DMS-0204080Po HuIn this project, the investigator intends to consider a circle of ideas in algebraic topology and its interactions with other areas of mathematics. One point of entry to these ideas is Real-oriented homotopy theory, which uses the complex conjugation action on the complex cobordism spectrum to approach homotopy groups of spheres. The method used here is a case of descent, which appears also in Voevodsky's homotopy theory of algebraic varieties. In this direction, the investigator is interested in algebraic cobordism, the algebro-geometric analogue of complex cobordism. Another closely related idea is that of Verdier and Grothendieck dualities, both in algebraic geometry and in equivariant homotopy theory. Yet another related but different kind of duality is Koszul duality. Using this duality, the investigator, jointly with collaborators, proved a version of Kontsevich's conjecture on Hochschild cohomology of k-algebras. This in turn is related to the question of deformation quantazation in mathematcial physics. Another area into which Koszul duality enters is the string topology of Chas and Sullivan, which gives another connection between algebra and homotopy theory. The investigator is also involved with another project related to physics, namely constructing geometric models of elliptic cohomology.Topology is the study of spaces that can be deformedcontinuously. In part, this proposal seeks to better understand maps between such objects by ``stable'' methods, i. e. considering a sequence of objects of all higher dimensions at once, and by using certain summetries upon them. Similar methods can also be used to study more rigid geometric objects, for example in algebraic geometry the solution sets of systems of algebraic equations. This leads in turn to the study of algebraic structures on an abstract level.Finally, the related idea of string topology considers not just a space itself, but structures on the space consisting of loops in it. In particular, this is important to string theory in physics, which sees the universe as composed not of point-like particles but of loop-like ``strings''.
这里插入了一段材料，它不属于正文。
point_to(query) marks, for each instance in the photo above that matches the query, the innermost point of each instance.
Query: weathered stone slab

在这个项目中，研究者打算考虑代数拓扑中的一圈思想及其与其他数学领域的相互作用。这些思想的切入点之一是实数取向同伦理论，它利用复配谱上的复共轭作用来逼近球的同伦群。这里使用的方法是一个下降的例子，它也出现在Voevodsky的代数变异同伦理论中。在这个方向上，研究者感兴趣的是代数共体，复共体的代数-几何模拟。另一个密切相关的思想是在代数几何和等变同伦理论中的Verdier和Grothendieck对偶。另一种相关但不同的对偶是科祖尔对偶。利用这种对偶性，研究者和合作者证明了Kontsevich关于k-代数的Hochschild上同调猜想的一个版本。这又与数学物理中的变形量子化问题有关。Koszul对偶进入的另一个领域是Chas和Sullivan的弦拓扑，它给出了代数和同伦理论之间的另一个联系。研究者还参与了另一个与物理相关的项目，即建立椭圆上同调的几何模型。拓扑学研究的是可以连续变形的空间。在某种程度上，这个提议试图通过“稳定”的方法来更好地理解这些对象之间的映射，即同时考虑所有更高维度的对象序列，并通过对它们使用某些求和。类似的方法也可用于研究更刚性的几何对象，例如在代数几何中研究代数方程组的解集。这反过来又导致了在抽象层次上对代数结构的研究。最后，弦拓扑的相关思想不仅考虑空间本身，而且考虑空间上由环路组成的结构。特别是，这对物理学中的弦理论很重要，弦理论认为宇宙不是由点状粒子组成的，而是由环状的“弦”组成的。